Canadian politician (1845–1920)

Alexander Stephen Jr. (9 November 1845 – 7 November 1920) was a Canadian merchant and political figure in Nova Scotia who became the 41st Mayor of Halifax from 1897 to 1899.

==Early life==
Alexander Stephen Jr., of Scottish descent, was born on 9 November 1845 in Musquodoboit, Nova Scotia, Canada.

Born to Alexander Stephen and Mary Ann Gould, he was the eldest son. His father emigrated from Rothes, Aberdeenshire, Scotland, to Nova Scotia in 1834 to pursue business. Stephen Jr. received his early education at the Free Church Academy and Horton College. He served as a captain in the 9th Halifax Militia before the Canadian Confederation and, by 1867, held the same rank in the militia reserve.

==Career==
Alexander Stephen Jr. joined his father's firm, A. Stephen & Son, a furniture and wooden ware manufacturer in Halifax, Nova Scotia. He eventually became the president and managing director of the Nova Scotia Furnishing Company, which succeeded the firm of A. Stephen & Co. The business, the largest of its kind in the Maritime Provinces, was founded in 1864 by his father. Alexander joined as a partner in 1870 and took over full control when his father retired in 1879. In 1885, he brought in G.A. Wilson and James Reeves as co-partners, with Reeves serving as treasurer. The company remained under the same management following its incorporation, with department heads retaining their positions. Around 1887, a carpet department was introduced, becoming a successful addition to the business. His business operations included a factory on Grafton Street, extending through Albermarle Street, and ware rooms at the corner of Barrington and Prince streets. The company, originally A. Stephen & Son, expanded to include house furnishings, carpets, oilcloths, and draperies.

==Political career==
===City Alderman===
Alexander Stephen Jr. served as a Halifax alderman, first elected in 1882 and reelected in 1885. During his tenure, he held several key positions, including chairman of the Board of Works and chairman of the Halifax Public Gardens Commission.

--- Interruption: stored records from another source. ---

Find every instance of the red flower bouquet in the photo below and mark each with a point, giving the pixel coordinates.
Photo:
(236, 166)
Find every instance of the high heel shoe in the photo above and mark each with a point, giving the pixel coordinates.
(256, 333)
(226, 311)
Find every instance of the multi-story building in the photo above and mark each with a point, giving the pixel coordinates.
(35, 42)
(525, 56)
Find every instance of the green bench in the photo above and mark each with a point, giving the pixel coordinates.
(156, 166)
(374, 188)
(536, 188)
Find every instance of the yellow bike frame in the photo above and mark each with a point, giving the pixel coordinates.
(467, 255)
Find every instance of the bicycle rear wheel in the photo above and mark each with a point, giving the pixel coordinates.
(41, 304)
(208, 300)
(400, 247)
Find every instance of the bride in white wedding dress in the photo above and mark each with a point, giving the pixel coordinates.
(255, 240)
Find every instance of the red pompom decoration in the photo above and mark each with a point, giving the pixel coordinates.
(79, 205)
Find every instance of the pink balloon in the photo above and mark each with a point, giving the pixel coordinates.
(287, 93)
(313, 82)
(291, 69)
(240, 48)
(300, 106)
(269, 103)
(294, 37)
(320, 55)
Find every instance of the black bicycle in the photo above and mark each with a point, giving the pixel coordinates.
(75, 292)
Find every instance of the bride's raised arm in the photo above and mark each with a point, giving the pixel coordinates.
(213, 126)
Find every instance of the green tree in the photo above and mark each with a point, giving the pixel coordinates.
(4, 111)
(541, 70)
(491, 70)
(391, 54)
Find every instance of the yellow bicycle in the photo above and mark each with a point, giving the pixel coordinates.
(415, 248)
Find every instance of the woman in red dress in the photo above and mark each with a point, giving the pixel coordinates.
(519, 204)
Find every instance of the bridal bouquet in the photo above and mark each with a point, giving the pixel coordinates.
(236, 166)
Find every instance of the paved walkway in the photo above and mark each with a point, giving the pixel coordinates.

In 1885, he served as a joint delegate, alongside Mayor James Crosskill Mackintosh and Hon. Dr. Farrell, in the St. John–Halifax delegation to Ottawa concerning the Dry Dock and Short Line Railway. He was also a member of the executive committee for the 1881 Dominion Exhibition and played a significant role in its success. Stephen was an active promoter of the Victoria School of Art and Design (now NSCAD), established in Halifax in 1887 to commemorate Queen Victoria's Golden Jubilee. A dedicated Freemason, he was a Royal Arch Mason and Past Master of Virgin Lodge No. 3, RNS, with which he had been affiliated for two decades. Politically, he was a Liberal and a strong advocate for free trade, despite his involvement in the furniture and house furnishings industry, a highly protected sector.

He was featured in A Cyclopaedia of Canadian Biography Being Chiefly Men of the Time by George Maclean Rose in 1888.

Appointed in 1894 to the newly incorporated Halifax Exhibition Commission, Alexander Stephen Jr. represented the Halifax County Agricultural Society in planning provincial and city exhibitions.

===Mayor of Halifax===
Succeeding David McPherson, Alexander Stephen Jr. was first elected Mayor of Halifax in 1897 and held the position until 1899. On 10 November 1897, he officially approved a certificate approving tracks laid in the city by the Halifax Electric Tramway Co., Ltd.

==Personal life==
Residing in Halifax, Alexander Stephen Jr. lived at 127 South Park St. He followed the Presbyterian faith. On 19 August 1873, he wed Saidie S. Cogswell, daughter of the late Rev. John E. Cogswell of Halifax, and later had children.

==Death==
Alexander Stephen Jr. died on 7 November 1920 in Halifax, Nova Scotia, Canada. He was buried at Camp Hill Cemetery.